The measurement gain is simply 100% divided by the process variable (PV) measurement span since modern measurements have linearization integrated into the transmitter (e.g. square root extraction for differential head meters and sensor matching for thermocouples and resistance temperature detectors). 

Control valve or VSD time constants and dead time are inversely proportional to the rate of change of the PID output due to rate of change, deadband, threshold sensitivity, and resolution limits. A change in the PID output less than then these limits will not introduce the dead time. A change in structure to proportional or derivative action on PV rather than error slows down the rate of change of the controller output that in turn increases valve and VSD time constants and dead time. Detuning the PID also slows down valve and VSD dynamics. The result is a larger response time and peak error from disturbances.

The process time constants for composition, pH, and temperature control for well-mixed liquid volumes is basically the residence time (volume/flow) and is thus inversely proportional to feed rate. The process dead time for these operations from mixing is relatively fixed and small and can be estimated as ½ the turnover time for a vessel with baffles and good geometry for mixing. The turnover time is the time to completely turnover the vessel contents and is estimated as the volume divided by the sum of agitation and recirculation flow rates. The process dead time from injection of reactants for composition control is usually negligible. Unfortunately the process dead time from injection of reagents for pH control is large because the reagent flow is small. The dead time is a transportation delay that is the injection piping and dip tube volume divided by the reagent flow. This dead time is consequently inversely proportional to feed flow.
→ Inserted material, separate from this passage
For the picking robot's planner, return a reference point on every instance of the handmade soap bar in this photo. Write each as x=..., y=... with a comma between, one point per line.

The process time constant of gas pressure, composition, and temperature response depends upon direction. The difference in time constant can be an order of magnitude for bioreactors. The time constant for an increase in bioreactor pressure by air addition is often smaller than for a decrease in pressure by gas venting. The time constant for an increase in glucose concentration from glucose addition is much smaller than for a decrease in glucose concentration by glucose consumption by cells. The time constant for an increase in bioreactor temperature by heat addition is much smaller than the time constant for a decrease in bioreactor temperature by ambient cooling and evaporation.

The process time constant is less than 20% of the residence time of unit operations that are essentially plug flow. Radial mixing may exist but there is negligible back mixing. Nearly all of the residence time is a transportation delay and hence a dead time.  Examples of plug flow volumes are furnaces, catalyst bed gas reactors, kilns, static mixers, extruders, sheet lines, spin lines, and web lines.

The measurement time constants for pH and temperature sensors depend upon operating conditions and in particular, process velocity. Measurement dead time from a transportation delay is inversely proportional to recirculation and sample flow rates.

One of the most difficult nonlinearities to deal with is inverse response where the initial reaction of the process variable is in the opposite direction of the final response. Most notably this inverse response occurs from shrink when cool feed water is increased and swell when cool water is decreased to boiler drums due to bubble collapse and formation. Shrink and swell also occurs for a decrease and increase in firing rate, respectively. In distillation columns, shrink and swell occurs when the bottoms level controller decreases and increases reboiler steam flow, respectively. Inverse response can also occur when cool air entering the furnace is increased before the fuel is increased for pressure or temperature control. Preheating of feedwater and air flow decreases the inverse response in boiler drums and furnaces.  The inverse response is often the result of processes in parallel with opposite actions. The process causing the inverse response normally has a nonlinear gain and the combination of the two processes does not lend itself to a linear first or second order plus dead time approximation as a single process.